Clearly, the “conflict resolution” aspect has been given a potent shot in the arm by the Saudi-Iran peace deal, which could ultimately bring a decisive close to the fighting. “Intense diplomatic efforts are ongoing at different levels to bring the conflict in Yemen to an end,” the United Nations special envoy for Yemen, Hans Grundberg, told the 15-member Security Council on March 15, shortly after his visit to Tehran. “We are currently witnessing renewed regional diplomatic momentum, as well as a step change in the scope and depth of the discussions. The parties must seize the opportunity presented by this regional and international momentum to take decisive steps towards a more peaceful future.”

And Joyce Msuya, assistant secretary-general for humanitarian affairs and deputy emergency relief coordinator, told Security Council delegates that the two-million drop in the number of hungry people in Yemen marks another major improvement for the country. That said, humanitarian agencies still lack sufficient resources, while access and security remain major challenges, funding is in short supply, and economic problems are pushing even more people into destitution. “Economic decline is among the top drivers of humanitarian needs, and aid agencies want to do much more to help Yemenis move beyond the immediate crisis,” Msuya said. “One priority is to clean up the awful landmines and other explosives that are killing and maiming so many, as well as choking off economic life. Beyond mine action, the UN is working with donors and partners on a revised economic framework that will help address broader economic drivers of humanitarian needs in Yemen. This year offers an important opportunity to make progress on these economic drivers while we still have the benefit of a massive aid operation in the country.”

Indeed, the significant expansion of international support remains fundamental to brightening Yemen’s economic outlook, Msuya stressed, particularly via donor investment and policy measures to promote economic growth. “The Government of Yemen and the Coalition are already taking steps in this regard, including more support for the Central Bank in Aden and easing regulations on imports bound for Red Sea ports,” she added. “However, the loss of Government revenue following Houthi attacks on oil export infrastructure last October remains a serious challenge—particularly for efforts to pay salaries and fund basic services.”

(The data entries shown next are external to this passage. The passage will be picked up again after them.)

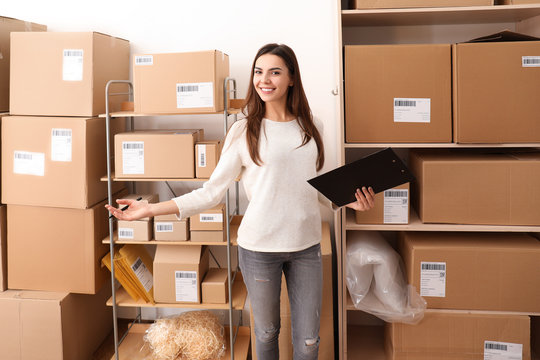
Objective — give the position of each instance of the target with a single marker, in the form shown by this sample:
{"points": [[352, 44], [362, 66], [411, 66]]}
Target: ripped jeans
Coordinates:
{"points": [[303, 273]]}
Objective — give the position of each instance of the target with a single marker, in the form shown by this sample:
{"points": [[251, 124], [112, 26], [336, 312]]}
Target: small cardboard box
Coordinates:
{"points": [[385, 103], [468, 187], [57, 249], [474, 271], [391, 207], [211, 219], [156, 153], [39, 325], [55, 161], [207, 154], [178, 273], [8, 25], [169, 228], [176, 83], [70, 77], [215, 288], [451, 336], [496, 100]]}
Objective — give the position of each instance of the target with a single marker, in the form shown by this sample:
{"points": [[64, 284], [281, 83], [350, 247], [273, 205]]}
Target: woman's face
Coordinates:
{"points": [[271, 78]]}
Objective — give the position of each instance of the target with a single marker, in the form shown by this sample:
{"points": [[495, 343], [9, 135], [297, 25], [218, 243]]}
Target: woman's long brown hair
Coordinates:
{"points": [[297, 105]]}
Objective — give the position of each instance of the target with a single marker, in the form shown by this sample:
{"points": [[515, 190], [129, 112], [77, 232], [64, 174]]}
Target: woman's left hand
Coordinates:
{"points": [[365, 199]]}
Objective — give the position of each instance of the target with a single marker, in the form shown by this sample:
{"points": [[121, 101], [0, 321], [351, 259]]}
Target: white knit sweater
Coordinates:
{"points": [[283, 213]]}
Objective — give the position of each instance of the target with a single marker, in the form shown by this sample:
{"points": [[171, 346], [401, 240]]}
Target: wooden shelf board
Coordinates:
{"points": [[416, 225], [439, 16], [134, 348], [239, 299]]}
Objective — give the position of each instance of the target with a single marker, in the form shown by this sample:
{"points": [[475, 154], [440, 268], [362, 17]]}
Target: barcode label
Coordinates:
{"points": [[72, 65], [530, 61], [194, 95], [433, 279], [412, 110], [496, 350], [144, 60], [125, 233], [61, 144], [133, 157], [29, 163]]}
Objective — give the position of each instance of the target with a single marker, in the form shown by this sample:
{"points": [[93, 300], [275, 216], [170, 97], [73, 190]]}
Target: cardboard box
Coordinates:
{"points": [[215, 287], [495, 101], [207, 154], [54, 161], [391, 207], [384, 103], [156, 153], [326, 332], [57, 249], [70, 77], [467, 187], [211, 219], [178, 273], [8, 25], [40, 325], [177, 83], [452, 336], [474, 271], [169, 228]]}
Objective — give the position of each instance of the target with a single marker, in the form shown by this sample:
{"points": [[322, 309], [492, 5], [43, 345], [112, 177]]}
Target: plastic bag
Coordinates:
{"points": [[376, 281]]}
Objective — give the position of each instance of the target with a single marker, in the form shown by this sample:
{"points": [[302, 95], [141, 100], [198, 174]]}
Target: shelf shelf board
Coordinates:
{"points": [[440, 16], [416, 225], [239, 293], [134, 348]]}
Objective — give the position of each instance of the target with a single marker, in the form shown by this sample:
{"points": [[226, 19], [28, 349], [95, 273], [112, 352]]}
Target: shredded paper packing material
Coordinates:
{"points": [[192, 335], [376, 280]]}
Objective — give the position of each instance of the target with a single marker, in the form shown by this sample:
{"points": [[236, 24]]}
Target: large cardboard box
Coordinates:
{"points": [[463, 336], [474, 271], [57, 249], [178, 273], [189, 82], [39, 325], [8, 25], [156, 153], [70, 77], [496, 101], [55, 161], [398, 93], [391, 207], [326, 333], [467, 187]]}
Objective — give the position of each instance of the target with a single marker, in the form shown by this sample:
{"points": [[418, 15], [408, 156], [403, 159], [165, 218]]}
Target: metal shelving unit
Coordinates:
{"points": [[237, 334]]}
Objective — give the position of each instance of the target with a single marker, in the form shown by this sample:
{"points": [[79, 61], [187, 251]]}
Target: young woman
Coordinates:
{"points": [[276, 148]]}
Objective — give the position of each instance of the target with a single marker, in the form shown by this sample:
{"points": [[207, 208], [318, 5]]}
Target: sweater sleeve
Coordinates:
{"points": [[226, 171]]}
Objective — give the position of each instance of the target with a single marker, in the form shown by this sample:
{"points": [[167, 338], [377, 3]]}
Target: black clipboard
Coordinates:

Saudi Arabia has also recently signed an agreement to deposit $1 billion in Yemen’s Aden-based central bank, according to the state-run Saudi Press Agency (SPA), which it reported on February 21 as being reflective of the Kingdom’s firm commitment to the government and people of Yemen by supporting the Yemeni government in carrying out its duties to restore security and stability in the country.

And to solve Yemen’s hunger crisis, the FAO recommends the provision of time-critical production inputs and the means to repair agricultural infrastructure for farming, fishing and herding families to restore food production in the short and long terms. “For example, cash for work provides lifesaving cash transfers to households during the lean season (USD 120 per month for a minimum of three months), while repairing irrigation infrastructure that increases a family’s farmable land by 0.74 ha,” the UN’s key food security organisation added, whilst noting that such programmes “address immediate needs, improve food availability within communities and build their resilience against future shocks”.